The tongue stroked the sensitive flesh behind her ear.

"Go to sleep, Pete.”

Pete kneaded her shoulder.

Jasmine shoved him away. "Cut that out.”

It couldn’t be time to get up, could it? She peered through cracked eyelids in search of her alarm clock. Inky blackness revealed it was too soon for her morning run, too soon for even an early riser like her to consider climbing out of bed.

Flicking the sheet over her head, she burrowed under her pillow. "I have a new computer program to teach the kids tomorrow. It’s not fair to keep me up all night when you can sleep in.”

Pete worked loose a corner of the sheet. His sandpaper-like tongue in­sistently licked her.

"Stop it.”

Sharp teeth bit her earlobe.

"Ouch!” Jasmine sprang upright. "That’s all the chances you get, mis­ter. If you can’t behave in my bed, you can leave right...”

Smoke clogged her nostrils. No. She must be mistaken. She couldn’t hear any fire alarms, and she’d just replaced the batteries in the smoke detectors. Gooseflesh prickled her neck and skittered down her arms. She inhaled again, and the acrid scent of gasoline fumes and smoke burned her throat, leaving a foul taste in her mouth.

Fire!

Terror skimmed her spine and lodged in her stomach. For the first time in months, she was glad she lived alone. Without family, she need only worry about saving herself.
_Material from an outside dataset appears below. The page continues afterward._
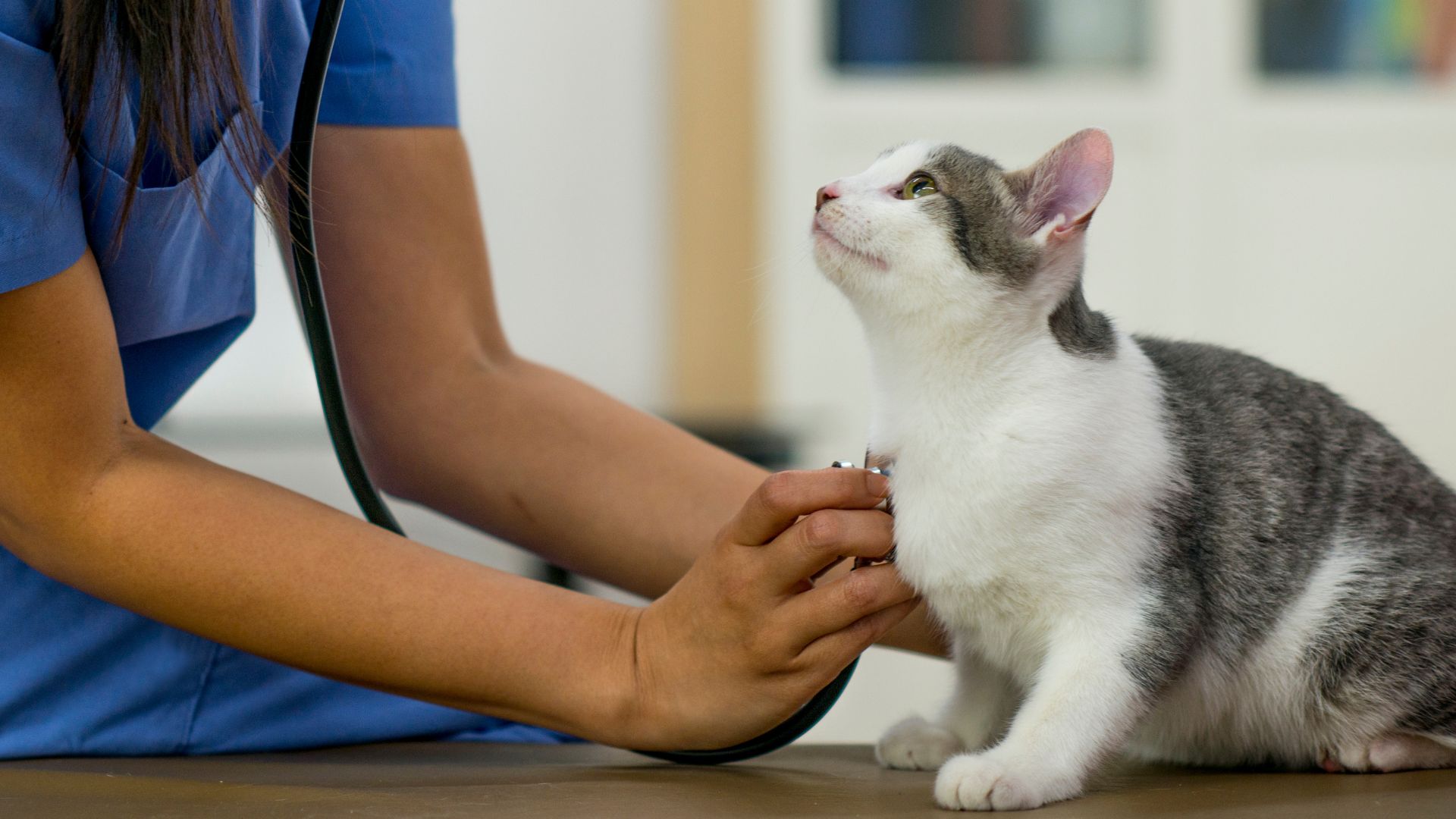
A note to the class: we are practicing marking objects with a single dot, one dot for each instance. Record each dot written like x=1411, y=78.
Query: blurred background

Her gaze darted to her third-story bedroom window. In the yard, the granddaddy oaks covered with Spanish moss loomed without a hint of flames to silhouette their gnarled branches. She leapt to the far win­dow that overlooked the garage she’d added to her home. It too re­mained dark and peaceful.
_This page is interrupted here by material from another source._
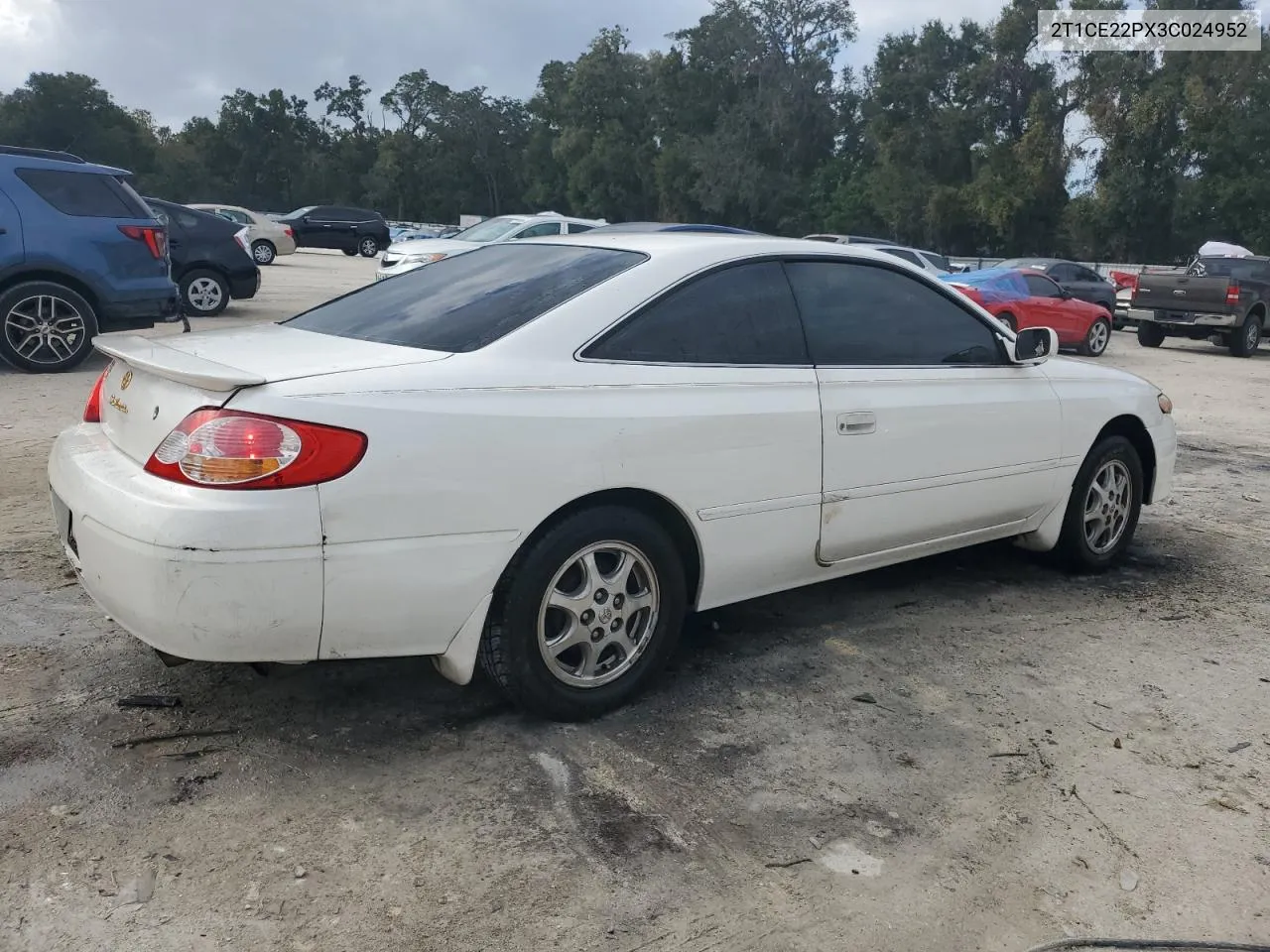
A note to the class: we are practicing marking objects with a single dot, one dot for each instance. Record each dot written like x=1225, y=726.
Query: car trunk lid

The fire was probably inside the house.

Pete meowed, his soft fur brushing her ankles. She stooped, picked him up, and tucked him under her arm. "Good, kitty.”

Grabbing the blanket from her mattress and covering her shoul­ders, she whipped toward her door. Pulse spiking and heart sputtering, she reached for the knob.

Oh, God. Was that the crackling of burning wood?

This house had been old thirty years ago when her mother moved in. After baking for decades under Florida’s tropical sunshine, the aged wooden walls would ignite like kindling, blaze into an inferno within minutes.

We have to get out. Now.

Still, she hesitated, weighing options. She couldn’t survive a jump from the third story. If she phoned for help, the fire department would never arrive in time to catch her.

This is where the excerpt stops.